The use of "activated " fuller's earth was introduced by Seidell.14 Washed and pressed brewers' yeast, or other source of vitamin is digested for 36 hours at 37.5° C, and the clear liquid from the resulting mass is mixed with about 60 grams per litre of finely divided fuller's earth. The mixture is shaken and treated with about 1 per cent of normal hydrochloric acid to assist settling. The sediment is washed with dilute acid and with ethyl alcohol and then dried in vacuo over sulphuric acid. The vitamins contained in the yeast extract are almost completely absorbed by the fuller's earth. The solid extract thus obtained can be taken either in liquid suspension or as capsules, about 5 grams per day being an adult dose.
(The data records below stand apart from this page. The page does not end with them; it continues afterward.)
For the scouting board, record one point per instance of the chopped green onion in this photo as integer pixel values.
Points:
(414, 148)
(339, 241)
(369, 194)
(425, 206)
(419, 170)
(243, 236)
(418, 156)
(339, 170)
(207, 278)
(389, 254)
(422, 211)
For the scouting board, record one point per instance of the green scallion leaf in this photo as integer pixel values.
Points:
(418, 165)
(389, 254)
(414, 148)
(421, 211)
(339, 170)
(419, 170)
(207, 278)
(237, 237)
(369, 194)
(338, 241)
The particular grade of fuller's earth found by Seidell to be most useful is a kind obtained from Surrey, England. By the autolysis of fresh yeast followed by filtration a clear reddish brown filtrate is obtained containing over 20 per cent of solids. This is very rich in vitamin. If fuller's earth is added in the proportion of 50 grams per litre and kept in intimate contact with the liquid for about half an hour and then removed by filtration, the yeast liquor is found to contain practically the same amount of solids originally present, but all of the vitamin is now firmly attached to the fuller's earth and repeated washing does not remove any appreciable amount of vitamin from it.

Physiological experiments have shown that no deterioration occurred in samples of the "vitamin-activated fuller's earth" kept over two years. Large amounts of it can be readily accumulated and after being uniformly mixed, it can be standardised by physiological tests for its vitamin content. Such material forms a particularly satisfactory starting point for the comparative study of various methods for the isolation of vitamins.
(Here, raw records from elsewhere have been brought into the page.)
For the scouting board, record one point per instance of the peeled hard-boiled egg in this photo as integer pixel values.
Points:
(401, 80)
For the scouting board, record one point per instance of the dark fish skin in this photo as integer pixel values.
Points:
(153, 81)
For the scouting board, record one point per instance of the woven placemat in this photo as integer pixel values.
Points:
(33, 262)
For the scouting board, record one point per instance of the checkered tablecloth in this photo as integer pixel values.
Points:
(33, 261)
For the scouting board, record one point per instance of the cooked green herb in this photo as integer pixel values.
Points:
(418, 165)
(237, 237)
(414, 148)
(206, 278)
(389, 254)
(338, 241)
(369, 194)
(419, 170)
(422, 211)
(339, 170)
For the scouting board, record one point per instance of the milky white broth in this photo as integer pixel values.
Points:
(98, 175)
Although vitamin B is destroyed by heating to 120* C. for two hours, in the dry state in combination with fuller's earth it can be heated to at least 2009 C. without appreciable deterioration. Various attempts have been made to remove the vitamin, in its pure form, from its combination with fuller's earth, principally by treatment with dilute alkali solutions, but all attempts have so far been unsuccessful.14a.
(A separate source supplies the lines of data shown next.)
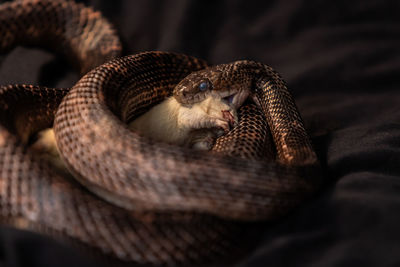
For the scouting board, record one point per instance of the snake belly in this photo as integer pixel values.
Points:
(136, 200)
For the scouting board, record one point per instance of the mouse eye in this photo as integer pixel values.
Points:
(203, 86)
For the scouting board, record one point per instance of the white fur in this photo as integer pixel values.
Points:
(171, 122)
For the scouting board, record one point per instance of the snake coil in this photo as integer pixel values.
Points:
(138, 200)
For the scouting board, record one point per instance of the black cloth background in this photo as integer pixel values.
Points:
(341, 62)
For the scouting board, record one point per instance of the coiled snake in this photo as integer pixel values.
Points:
(163, 204)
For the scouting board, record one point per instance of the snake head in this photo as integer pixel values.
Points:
(215, 82)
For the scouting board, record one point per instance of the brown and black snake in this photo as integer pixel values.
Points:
(136, 199)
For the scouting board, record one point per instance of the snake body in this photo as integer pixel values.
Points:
(140, 200)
Eddy and Roper15 applied this method to the separation of the vitamin from pancreatic extract. The minced glands were extracted with 95 per cent alcohol, containing enough hydrochloric acid to make it about 0.8 per cent acid. The filtered extract was evaporated to dryness in a current of air at 25° C. The residue was extracted with water, filtered and concentrated in an air current so as to make 1 cc. correspond to 2.7 grams of pancreas. Fifty grams of Lloyd's reagent16 were added per liter of extract, and the mixture shaken in a mechanical shaker. After standing over night the sediment was removed with the suction funnel, dried in a current of air, re-powdered, and finally dried in a vacuum desiccator. When the activated Lloyd powder is dried it retains its power as a vitamin carrier, and when fed to rats exercises the same power as water solutions of vitamins.

14 Seidell, U. S. Patent 1,173,317; J. S. C. I. 35, 663, 1916; U. S. Pub. Health Reports, 31, 364, 1916.

14a Seidell, Jour. Ind. Eng. Chem. 1921, 73. Details of experiments on the isolation of the antineuritic vitamin by silver nitrate precipitation are given by Seidell (J. Ind. Eng. Chem. 1921, 1111).

15 Eddy and Roper, Proc. Soc. Exp. Biol. Med. 14, 62, 1916; Am. J. Dis. Child. 14, 189, 1917.

Frankel and Schwarz17 prepared an active fraction from yeast by extracting the yeast with 80 per cent alcohol, removing the fats, and treating with basic lead acetate. The lead in the active filtrate is removed with hydrogen sulphide, and the filtrate further precipitated with mercuric chloride. The precipitate is then decomposed with hydrogen sulphide, freed from hydrochloric acid, and concentrated in a vacuum. The concentrated syrup is precipitated with picrolonic acid, which removes an inactive picrolonate, and the active substance is finally precipitated with phosphotungstic acid. The precipitate is decomposed with baryta and sulphuric acid, and concentrated in a vacuum. The active base thus obtained is said to be twenty-two times more potent than the original alcoholic extract when tested by its power to accelerate fermentation.